HUD’s proposed rule change would instead make anyone living in a “mixed-status” household ineligible for assistance. Of the roughly 25,000 families that would be affected by this change, 76% consist of families with a parent or child who is not eligible for assistance. And every affected family will have to make the same gut-wrenching decision: separate or lose their housing assistance altogether. Like Trump’s decried policy of separating families at the U.S. border, HUD’s proposed rule operates on the expectation that families will choose to suffer together rather than be split apart.

The stated reasons for this change simply do not justify the confusion, fear, and harm that will be inflicted on immigrant families and communities across the U.S. The proposed rule denies assistance to U.S. citizens and legal residents, including 55,000 children.
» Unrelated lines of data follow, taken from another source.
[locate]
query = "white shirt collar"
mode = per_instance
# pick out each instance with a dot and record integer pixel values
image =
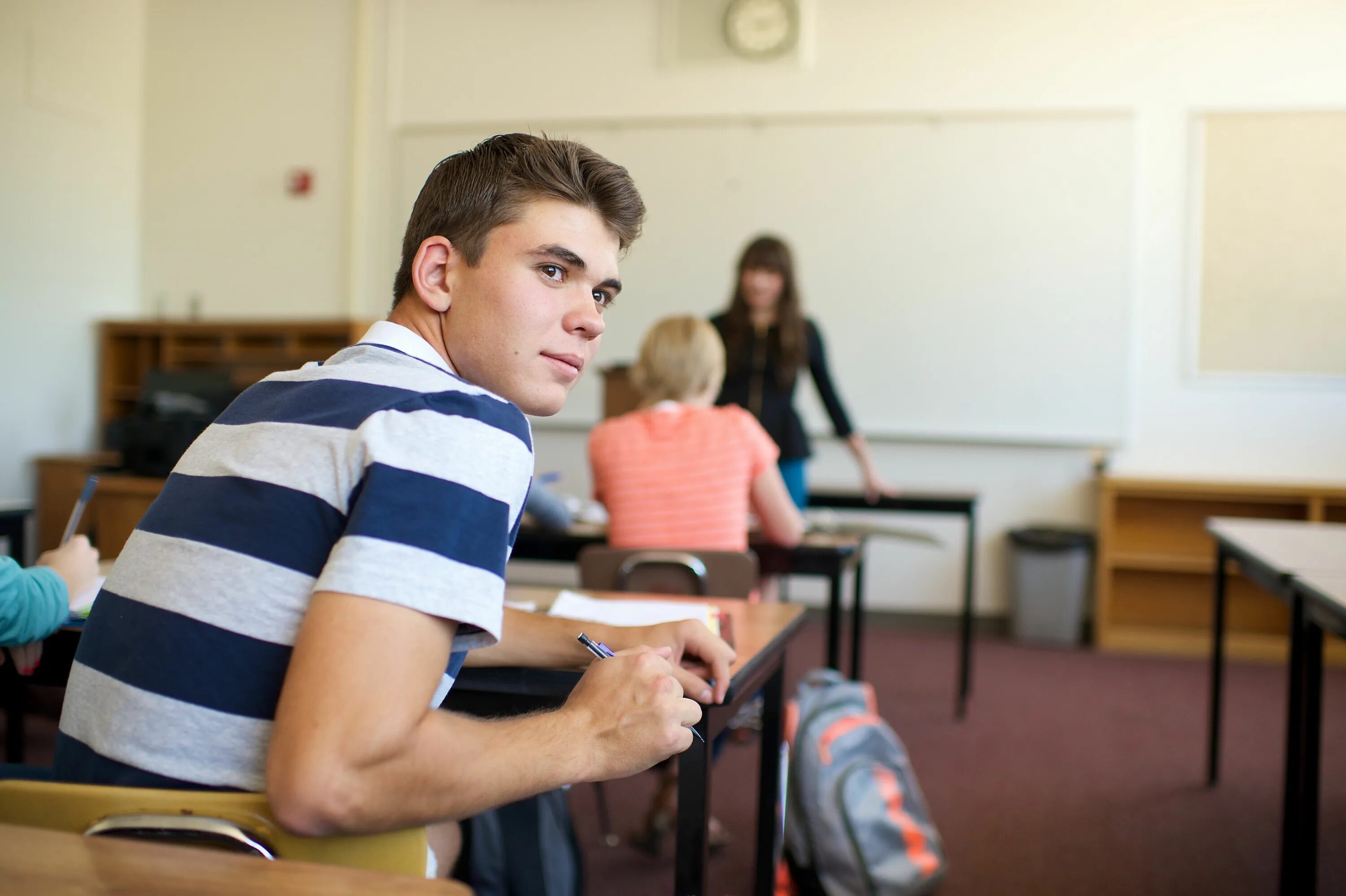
(385, 333)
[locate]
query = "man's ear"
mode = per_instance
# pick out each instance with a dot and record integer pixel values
(431, 268)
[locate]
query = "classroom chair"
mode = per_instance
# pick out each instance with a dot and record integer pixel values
(231, 821)
(721, 573)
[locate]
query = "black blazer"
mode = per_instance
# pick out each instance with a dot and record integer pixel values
(752, 383)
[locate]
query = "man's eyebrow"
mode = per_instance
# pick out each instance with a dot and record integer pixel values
(570, 258)
(562, 254)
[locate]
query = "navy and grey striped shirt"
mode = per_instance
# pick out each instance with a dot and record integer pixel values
(377, 474)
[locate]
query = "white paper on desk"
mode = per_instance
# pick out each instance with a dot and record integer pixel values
(630, 612)
(84, 602)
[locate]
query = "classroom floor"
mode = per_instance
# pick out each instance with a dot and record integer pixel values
(1075, 773)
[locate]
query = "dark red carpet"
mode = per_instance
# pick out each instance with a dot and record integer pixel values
(1075, 774)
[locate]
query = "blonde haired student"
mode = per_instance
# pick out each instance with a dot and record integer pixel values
(680, 472)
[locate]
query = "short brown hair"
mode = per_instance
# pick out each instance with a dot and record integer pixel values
(680, 358)
(472, 193)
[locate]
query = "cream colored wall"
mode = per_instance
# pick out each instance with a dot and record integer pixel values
(423, 64)
(70, 112)
(1162, 60)
(237, 95)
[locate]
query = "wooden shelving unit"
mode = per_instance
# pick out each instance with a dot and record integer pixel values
(1157, 563)
(248, 349)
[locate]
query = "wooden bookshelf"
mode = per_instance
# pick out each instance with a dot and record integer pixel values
(247, 349)
(1155, 565)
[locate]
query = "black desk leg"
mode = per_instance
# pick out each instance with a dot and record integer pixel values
(835, 621)
(694, 814)
(1217, 669)
(858, 619)
(1313, 730)
(15, 697)
(966, 635)
(769, 785)
(1291, 847)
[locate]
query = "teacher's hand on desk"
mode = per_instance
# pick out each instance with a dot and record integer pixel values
(698, 657)
(630, 712)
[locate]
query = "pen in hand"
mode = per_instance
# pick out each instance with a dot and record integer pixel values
(603, 651)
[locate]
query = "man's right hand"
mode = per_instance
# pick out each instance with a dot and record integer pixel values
(632, 712)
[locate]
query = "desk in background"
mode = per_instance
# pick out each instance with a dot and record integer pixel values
(38, 863)
(1305, 565)
(817, 555)
(956, 503)
(761, 635)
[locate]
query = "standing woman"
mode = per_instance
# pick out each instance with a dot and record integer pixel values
(768, 341)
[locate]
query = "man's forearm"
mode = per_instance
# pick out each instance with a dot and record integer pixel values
(540, 641)
(450, 767)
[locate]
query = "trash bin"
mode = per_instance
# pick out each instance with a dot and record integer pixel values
(1050, 581)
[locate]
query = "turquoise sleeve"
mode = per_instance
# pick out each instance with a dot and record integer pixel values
(33, 603)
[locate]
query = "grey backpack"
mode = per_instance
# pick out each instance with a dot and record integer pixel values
(855, 817)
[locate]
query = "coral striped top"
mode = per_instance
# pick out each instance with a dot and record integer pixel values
(679, 475)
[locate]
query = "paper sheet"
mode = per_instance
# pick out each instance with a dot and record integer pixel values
(630, 612)
(84, 602)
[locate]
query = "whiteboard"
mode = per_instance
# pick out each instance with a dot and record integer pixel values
(970, 275)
In addition, eliminating a few thousand “mixed-status” families will do nothing to generate more affordable housing or to reduce the millions of names currently on waitlists for housing assistance.

In fact, HUD admits that “perhaps the likeliest scenario” of the added cost of the rule change (since mixed-status families cost less to house than a comparable family of all-citizen members) would be that HUD would have to “reduce the quantity and quality of assisted housing.” HUD would do this by decreasing the number of housing vouchers and reducing the quality of maintenance services for public housing. HUD predicts this could result in “deterioration of the [public housing] units that could lead to vacancy.”

Earlier today, Texas Congresswoman Sylvia Garcia introduced H.R. 2716 to block the proposed rule. Legal Aid adds its voice to the growing number of legislators, advocates, and citizens decrying HUD’s cruel and senseless proposal. You can help by spreading the message to #keepfamiliestogether, supporting H.R. 2716 and the members of Congress who have called HUD out on its hypocrisy, and submitting your comments opposing the rule by July 9.